There is not much left of the Silver Lake Launderland in Sunset Junction. The rows of washers and dryers have been ripped out, leaving a vast and empty room looking out on Sunset Boulevard. Launderland closed after it became clear that a self-serve laundry could not afford the higher rents – $3 -$5 a-square-foot – now being demanded for a storefront with parking in the middle of a gentrified neighborhood, said landlord David Cohen. So, what’s going to go in the space?
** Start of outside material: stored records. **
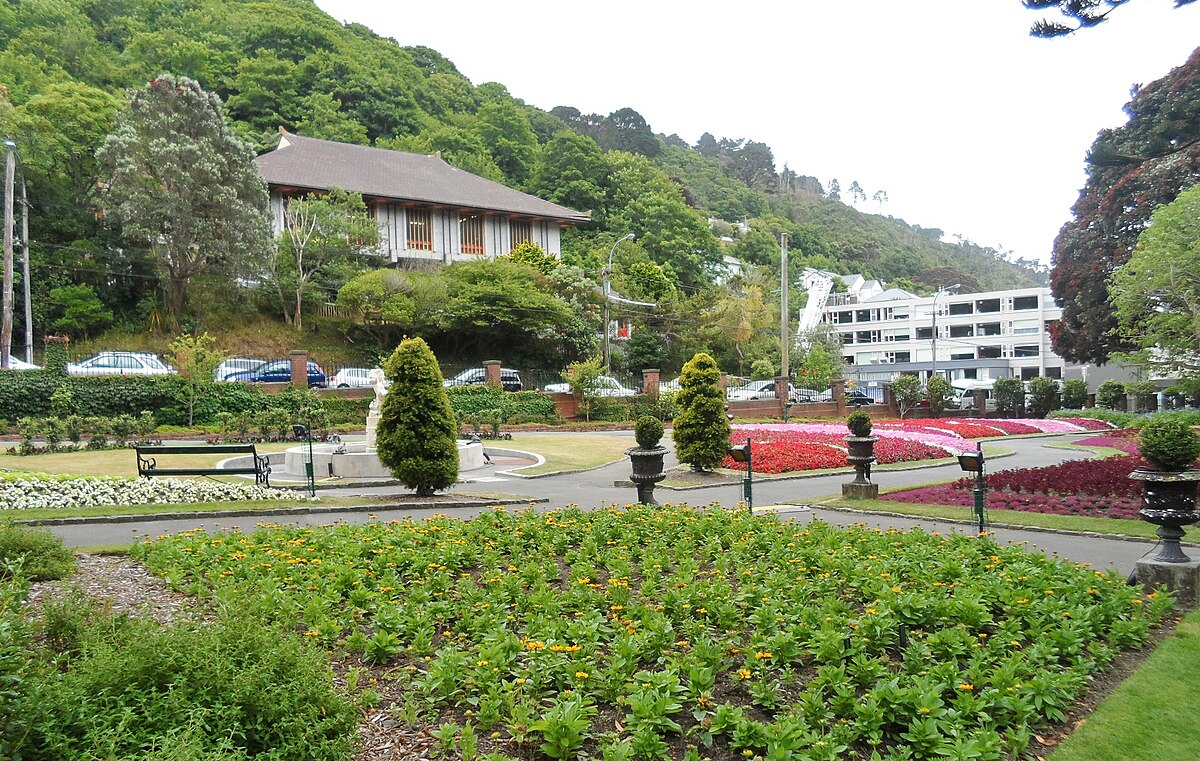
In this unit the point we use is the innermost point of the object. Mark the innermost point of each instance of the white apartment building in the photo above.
(961, 336)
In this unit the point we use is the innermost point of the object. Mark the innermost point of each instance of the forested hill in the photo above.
(66, 64)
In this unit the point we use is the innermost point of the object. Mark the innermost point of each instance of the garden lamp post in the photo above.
(604, 286)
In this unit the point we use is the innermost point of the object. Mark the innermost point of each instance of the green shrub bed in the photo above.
(651, 633)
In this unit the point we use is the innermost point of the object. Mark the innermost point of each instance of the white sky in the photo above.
(949, 106)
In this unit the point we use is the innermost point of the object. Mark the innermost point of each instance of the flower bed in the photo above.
(35, 491)
(653, 628)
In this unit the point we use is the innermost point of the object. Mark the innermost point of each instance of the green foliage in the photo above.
(172, 157)
(1169, 442)
(36, 552)
(81, 310)
(701, 431)
(1009, 394)
(859, 424)
(939, 391)
(1074, 394)
(648, 431)
(418, 429)
(196, 358)
(1044, 396)
(906, 390)
(233, 688)
(1111, 395)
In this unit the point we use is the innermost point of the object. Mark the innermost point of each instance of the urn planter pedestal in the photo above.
(861, 455)
(647, 471)
(1169, 501)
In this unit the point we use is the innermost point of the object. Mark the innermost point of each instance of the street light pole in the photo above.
(604, 287)
(10, 167)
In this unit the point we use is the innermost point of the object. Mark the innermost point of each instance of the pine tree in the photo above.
(701, 429)
(418, 429)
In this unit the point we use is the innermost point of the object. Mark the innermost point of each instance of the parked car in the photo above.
(280, 371)
(19, 364)
(606, 385)
(120, 364)
(757, 390)
(510, 379)
(351, 378)
(235, 364)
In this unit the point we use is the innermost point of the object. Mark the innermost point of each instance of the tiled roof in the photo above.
(309, 163)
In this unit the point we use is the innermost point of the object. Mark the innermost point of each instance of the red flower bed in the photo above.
(785, 451)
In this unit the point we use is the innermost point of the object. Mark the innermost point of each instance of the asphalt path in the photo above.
(790, 498)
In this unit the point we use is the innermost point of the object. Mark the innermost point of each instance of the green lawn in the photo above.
(1151, 715)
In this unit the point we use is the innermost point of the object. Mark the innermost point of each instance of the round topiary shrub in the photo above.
(1169, 443)
(648, 431)
(418, 429)
(859, 424)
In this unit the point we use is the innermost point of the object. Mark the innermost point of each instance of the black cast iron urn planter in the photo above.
(1169, 501)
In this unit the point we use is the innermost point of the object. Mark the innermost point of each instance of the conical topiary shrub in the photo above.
(701, 430)
(418, 429)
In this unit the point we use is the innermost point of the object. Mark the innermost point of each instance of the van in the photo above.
(967, 391)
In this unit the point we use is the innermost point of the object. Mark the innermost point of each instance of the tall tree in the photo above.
(318, 231)
(1075, 15)
(1131, 171)
(181, 183)
(1157, 292)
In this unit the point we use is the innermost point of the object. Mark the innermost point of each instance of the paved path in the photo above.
(597, 487)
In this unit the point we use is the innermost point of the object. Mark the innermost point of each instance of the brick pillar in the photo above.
(838, 385)
(299, 359)
(492, 372)
(783, 389)
(651, 382)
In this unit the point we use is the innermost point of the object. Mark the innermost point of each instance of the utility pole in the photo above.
(10, 167)
(24, 268)
(784, 333)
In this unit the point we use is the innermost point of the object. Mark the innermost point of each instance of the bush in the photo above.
(40, 553)
(1074, 394)
(418, 429)
(234, 688)
(1110, 395)
(701, 430)
(1169, 442)
(648, 432)
(1009, 395)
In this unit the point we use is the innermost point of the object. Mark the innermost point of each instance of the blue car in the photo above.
(279, 371)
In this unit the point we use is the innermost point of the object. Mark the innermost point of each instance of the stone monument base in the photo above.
(861, 491)
(1182, 579)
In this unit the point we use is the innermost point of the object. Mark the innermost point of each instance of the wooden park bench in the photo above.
(148, 461)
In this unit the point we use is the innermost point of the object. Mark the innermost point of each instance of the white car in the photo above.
(757, 390)
(351, 378)
(235, 364)
(120, 364)
(606, 385)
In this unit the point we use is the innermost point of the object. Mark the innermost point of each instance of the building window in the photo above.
(521, 232)
(471, 234)
(420, 229)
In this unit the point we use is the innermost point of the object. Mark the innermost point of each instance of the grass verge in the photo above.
(1013, 517)
(570, 451)
(1151, 715)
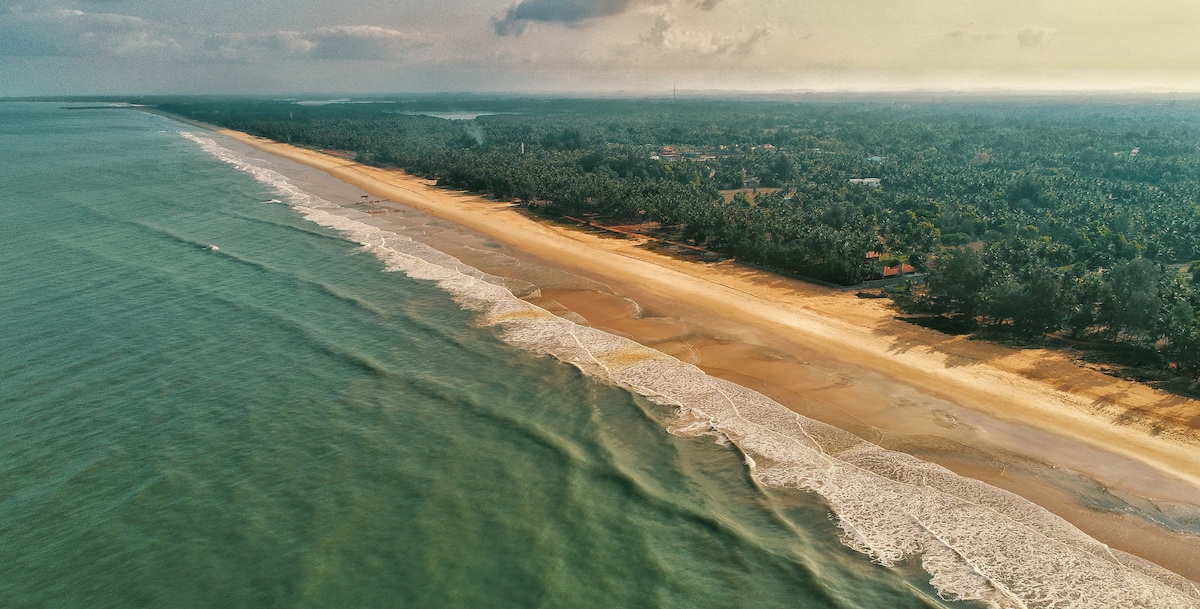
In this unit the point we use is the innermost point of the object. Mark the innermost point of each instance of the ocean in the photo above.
(209, 401)
(223, 386)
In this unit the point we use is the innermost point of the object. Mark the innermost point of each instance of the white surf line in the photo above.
(499, 307)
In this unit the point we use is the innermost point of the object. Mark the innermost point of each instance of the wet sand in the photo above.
(1120, 460)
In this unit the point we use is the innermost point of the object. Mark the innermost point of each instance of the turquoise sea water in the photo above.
(277, 422)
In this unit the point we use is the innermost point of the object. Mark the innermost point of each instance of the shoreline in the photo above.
(915, 389)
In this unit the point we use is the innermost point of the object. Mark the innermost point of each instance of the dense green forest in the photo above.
(1026, 217)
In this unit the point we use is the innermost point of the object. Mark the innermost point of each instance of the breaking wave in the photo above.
(977, 542)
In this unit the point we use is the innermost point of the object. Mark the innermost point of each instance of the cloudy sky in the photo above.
(49, 47)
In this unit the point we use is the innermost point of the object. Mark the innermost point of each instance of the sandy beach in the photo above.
(1119, 459)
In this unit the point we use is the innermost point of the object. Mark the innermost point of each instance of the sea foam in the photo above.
(978, 542)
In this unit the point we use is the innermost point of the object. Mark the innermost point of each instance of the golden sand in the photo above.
(1015, 418)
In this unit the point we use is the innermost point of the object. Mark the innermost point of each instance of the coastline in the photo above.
(846, 361)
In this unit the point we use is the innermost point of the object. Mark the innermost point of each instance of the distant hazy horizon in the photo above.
(595, 47)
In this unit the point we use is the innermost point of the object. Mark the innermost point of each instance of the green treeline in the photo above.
(1027, 217)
Cohen said he has turned down offers from strip club operators, 7-Eleven and other corporate chains to lease the former laundry space. One person proposed a high-end pet center. The other half of the Art Deco-style building remains occupied by a gay bar, Le Barcito, painted a hard-to-miss shade of purple. The entire building, built in 1939 to house a Safeway market, was declared a city landmark last year because it was the scene of one of the nation’s first major gay rights demonstrations, a 1967 protest against police harassment of patrons at the Black Cat, a gay bar that preceded Le Barcito. A laundry has operated in the other half of the building since about the 1960s, according to the research conducted for the landmark nomination.
Cohen said that many of the nearby apartments, homes and new condos have been renovated to include their own washer/dryers. As a result, there are far fewer customers who need to drag bags of dirty laundry past a noisy bus stop or smokers hanging outside Le Barcito. Cohen said it will be next year before he is ready to select a tenant and lease the building. He thinks the space would be ideal for a high-end grocery.
“The economics have changed,” said Cohen, who has owned the building for about five years. “Silver Lake has changed.”